До десяти часов оставалось еще минут сорок, и он не стал торчать у парикмахерской, пересек тротуар и медленно зашагал вдоль сквера в сторону телестудии, радуясь тому, что Катя сразу его признала. Выходило, она тоже о нем помнила и, может, втайне ждала этой встречи, ведь недаром лицо ее вспыхнуло краской, да и в голосе было заметно волнение.

Скоро его обогнала небольшая группа иностранцев, которые громко и возбужденно разговаривали, сильно размахивали руками и все задирали головы, разглядывая Останкинскую телебашню с ее красными сигнальными огнями, с ярким поясом света, охватившим вкруговую ресторан «Седьмое небо». В летние месяцы зарубежные туристы допоздна бродили по улице Королева, все любуясь подпирающей небо башней, и Дмитрий, привыкший к этому, обычно не обращал на них никакого внимания. Только когда слышал английскую или немецкую речь, то старался в нее вникнуть. А еще иногда что-либо отвечал туристам по-английски и по-немецки, желая проверить на практике свое знание языков. Но на этот раз мимо прошли итальянцы, и Дмитрий даже не посмотрел в их сторону.

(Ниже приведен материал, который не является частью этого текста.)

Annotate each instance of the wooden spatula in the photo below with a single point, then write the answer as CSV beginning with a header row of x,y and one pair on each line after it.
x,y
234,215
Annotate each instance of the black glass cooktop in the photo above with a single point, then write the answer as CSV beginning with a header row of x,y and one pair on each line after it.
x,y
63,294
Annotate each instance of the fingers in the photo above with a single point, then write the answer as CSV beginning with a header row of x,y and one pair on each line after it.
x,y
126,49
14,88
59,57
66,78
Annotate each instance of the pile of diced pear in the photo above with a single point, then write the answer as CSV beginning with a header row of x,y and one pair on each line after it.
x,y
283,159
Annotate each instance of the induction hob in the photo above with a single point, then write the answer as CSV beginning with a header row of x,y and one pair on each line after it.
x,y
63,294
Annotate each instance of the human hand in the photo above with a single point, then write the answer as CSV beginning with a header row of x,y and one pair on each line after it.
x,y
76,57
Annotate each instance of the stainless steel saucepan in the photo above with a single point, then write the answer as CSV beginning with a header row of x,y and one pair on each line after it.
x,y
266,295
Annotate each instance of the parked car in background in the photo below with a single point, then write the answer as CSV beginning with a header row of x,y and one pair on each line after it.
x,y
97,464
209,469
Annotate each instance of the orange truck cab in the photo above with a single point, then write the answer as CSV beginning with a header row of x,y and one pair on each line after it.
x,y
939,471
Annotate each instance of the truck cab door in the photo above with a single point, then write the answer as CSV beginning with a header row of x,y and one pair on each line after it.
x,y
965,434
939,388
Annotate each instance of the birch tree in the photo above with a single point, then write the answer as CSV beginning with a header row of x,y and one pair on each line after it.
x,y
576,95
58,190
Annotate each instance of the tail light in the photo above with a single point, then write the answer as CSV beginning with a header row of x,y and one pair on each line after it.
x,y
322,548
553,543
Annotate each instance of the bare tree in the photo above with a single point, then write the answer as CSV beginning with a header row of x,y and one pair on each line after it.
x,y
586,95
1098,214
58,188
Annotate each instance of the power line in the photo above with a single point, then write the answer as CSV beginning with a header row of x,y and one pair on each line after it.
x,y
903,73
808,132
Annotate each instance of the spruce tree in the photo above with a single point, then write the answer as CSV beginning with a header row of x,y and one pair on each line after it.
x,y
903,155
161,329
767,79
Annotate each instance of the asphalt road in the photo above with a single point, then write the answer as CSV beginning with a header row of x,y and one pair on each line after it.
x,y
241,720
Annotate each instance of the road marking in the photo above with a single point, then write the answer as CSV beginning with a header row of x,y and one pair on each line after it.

У троллейбусной остановки он носом к носу столкнулся с Люсей, которая возвращалась домой и неожиданно вынырнула из-за кустов сирени. Хорошо зная свою сестру, он не обрадовался этой встрече, а наоборот, испугался, что Люся сейчас прицепится к нему, как репей, и загубит все дело.

– Слушай, что у тебя такое лицо? – усмехнулась она.

– Ты давай поточнее, – буркнул Дмитрий.

– Какое-то до глупости веселое…

– Брось, брось свои штучки, – недовольно сказал он. – Ты лучше шагай побыстрее домой. Там твои подружки телефон оборвали, весь вечер звонят…

– А ты не идешь?

– Мне человека надо встретить.

– Давай встретим вместе.

– Нет, нельзя. Тут такое дело… мужское, словом…

Люся вдруг закрутилась, завертелась вокруг брата. Она подпрыгивала, хлопала в ладоши, приговаривая: «Кадришь кого-то, кадришь!..» И хохотала на всю улицу.

– Замолчи сейчас же! – рассердился не на шутку Дмитрий. – А не то прямо здесь устрою тебе хуразузу. – Так для пущего устрашения называл он «пытку», которую устраивал Люсе за провинность, когда та была еще школьницей. Зажав между ног ее голову, он подхватывал сестру за живот, опрокидывал вверх тормашками и шлепал ладонью по заду. В детстве Люся больше всего на свете почему-то боялась именно хуразузы. Она и сейчас, услышав это слово, тут же отскочила в сторону, визгливо закричала:

– А я все равно подкараулю!.. Подкараулю!.. Вот увидишь… – И побежала к дому, несколько раз оглянулась.

Взбалмошная по натуре, Люся вполне могла из озорства проследить за Дмитрием, и, чтобы сбить ее с толку, он прошел еще немного по скверу, а потом неожиданно шмыгнул под арку, повернул обратно и дворами направился к парикмахерской.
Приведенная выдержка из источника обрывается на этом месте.